Not even caring about the security cameras lining up in the hall, I shut the door behind me and rushed out as fast as possible, in desperate need of any sort of comfort.

The only thing that could be heard far off in the distance were the sounds of panicked footsteps urgently trying to make it to their destination and the sound of subdued sniffles that were trying to come out in the open-- loud and clear-- but were pushed down to make sure no one would be disturbed, at least not as much as I was.

Because no one wanted to see anyone in pain. I didn't want to see anyone in pain. Then why was it always me? Why had I been suffering so much? Why did one silly mistake of my brother ruin several lives? Why couldn't I just. . . live?

The word sounded so unfamiliar. A language I didn't understand anymore. When did I last feel my heart really enjoying without the constant fear of having it demolished the next second?

I always wondered. . . what if I went home that day and really just found my brother. . .happy and alive? My life would've taken a complete 360 degrees from where it was now. I'd be in a different University-- one I'd been dreaming to be in since I was a kid. I'd have one of the happiest lives ever. I'd be with my brother. And I'd be playing football. Without fearing it.

Now it just seems like a childish dream a kid would have despite knowing it would never come true. Maybe I wasn't meant to be normal. Maybe I really had done something worthy of so much pain and self-hate.

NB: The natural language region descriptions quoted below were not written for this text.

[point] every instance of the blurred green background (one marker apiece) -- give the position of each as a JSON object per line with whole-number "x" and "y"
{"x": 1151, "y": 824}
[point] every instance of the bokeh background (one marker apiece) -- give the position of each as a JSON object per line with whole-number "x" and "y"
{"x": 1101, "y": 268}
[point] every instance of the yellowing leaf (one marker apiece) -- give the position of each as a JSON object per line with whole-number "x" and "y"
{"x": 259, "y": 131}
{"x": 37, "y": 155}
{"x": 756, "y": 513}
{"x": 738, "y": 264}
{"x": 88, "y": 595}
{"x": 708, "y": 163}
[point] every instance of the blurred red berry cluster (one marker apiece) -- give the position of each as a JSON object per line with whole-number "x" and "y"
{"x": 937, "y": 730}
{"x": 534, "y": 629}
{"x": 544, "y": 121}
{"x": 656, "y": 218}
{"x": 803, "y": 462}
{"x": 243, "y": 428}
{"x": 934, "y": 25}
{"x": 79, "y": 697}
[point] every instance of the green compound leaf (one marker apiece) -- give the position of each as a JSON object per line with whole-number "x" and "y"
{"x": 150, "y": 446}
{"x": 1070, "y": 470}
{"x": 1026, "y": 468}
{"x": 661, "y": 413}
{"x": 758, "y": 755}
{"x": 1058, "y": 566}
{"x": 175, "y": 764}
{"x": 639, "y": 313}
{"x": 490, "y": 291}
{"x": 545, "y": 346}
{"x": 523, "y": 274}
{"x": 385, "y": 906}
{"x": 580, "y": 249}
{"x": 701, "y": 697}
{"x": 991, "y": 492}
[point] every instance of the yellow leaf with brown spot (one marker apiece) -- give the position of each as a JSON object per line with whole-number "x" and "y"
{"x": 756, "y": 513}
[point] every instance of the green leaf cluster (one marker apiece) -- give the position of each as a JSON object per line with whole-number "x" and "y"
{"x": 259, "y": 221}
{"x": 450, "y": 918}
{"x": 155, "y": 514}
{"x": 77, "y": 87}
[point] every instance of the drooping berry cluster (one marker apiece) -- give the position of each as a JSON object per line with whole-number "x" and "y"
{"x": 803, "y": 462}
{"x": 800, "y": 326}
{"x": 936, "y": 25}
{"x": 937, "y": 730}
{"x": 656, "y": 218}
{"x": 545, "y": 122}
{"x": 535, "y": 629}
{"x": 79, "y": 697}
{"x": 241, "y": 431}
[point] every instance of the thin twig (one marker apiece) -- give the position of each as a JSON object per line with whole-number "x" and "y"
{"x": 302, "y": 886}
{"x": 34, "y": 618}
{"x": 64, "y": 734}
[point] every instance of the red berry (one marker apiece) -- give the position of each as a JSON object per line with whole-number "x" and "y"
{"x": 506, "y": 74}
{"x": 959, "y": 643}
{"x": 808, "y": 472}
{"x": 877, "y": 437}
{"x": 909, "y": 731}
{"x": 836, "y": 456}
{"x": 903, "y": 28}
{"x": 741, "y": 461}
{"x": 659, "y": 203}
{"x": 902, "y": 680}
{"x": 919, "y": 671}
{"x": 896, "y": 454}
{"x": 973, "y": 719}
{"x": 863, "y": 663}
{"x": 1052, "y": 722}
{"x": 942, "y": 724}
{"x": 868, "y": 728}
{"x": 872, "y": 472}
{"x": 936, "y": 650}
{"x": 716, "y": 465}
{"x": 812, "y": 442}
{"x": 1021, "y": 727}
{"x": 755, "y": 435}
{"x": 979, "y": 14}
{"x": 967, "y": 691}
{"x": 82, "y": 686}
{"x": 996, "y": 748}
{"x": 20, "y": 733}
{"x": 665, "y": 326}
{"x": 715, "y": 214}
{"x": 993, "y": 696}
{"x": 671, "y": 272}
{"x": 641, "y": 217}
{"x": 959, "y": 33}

But why wasn't I given a chance to redeem myself? Where was the second chance every other human being seemed to get?

Wasn't I also human?

And those were the only thoughts going in my head as I finally came into the abandoned spot I didn't visit for so long now.

And when I finally sat down on the cold floor that numbed me, I stared into the distance trying to figure out where I must've gone wrong in my life. Where I messed up so bad that I was being given a ruthless punishment.

But there was no one to give me my answer.

The frustration building up in me resulted in me finally letting it all out. I screamed my lungs out as I remembered some of the best moments in my life. The best moments with my brother. Just knowing that I wouldn't have them given back. That they had vanished into thin air and out of my reach.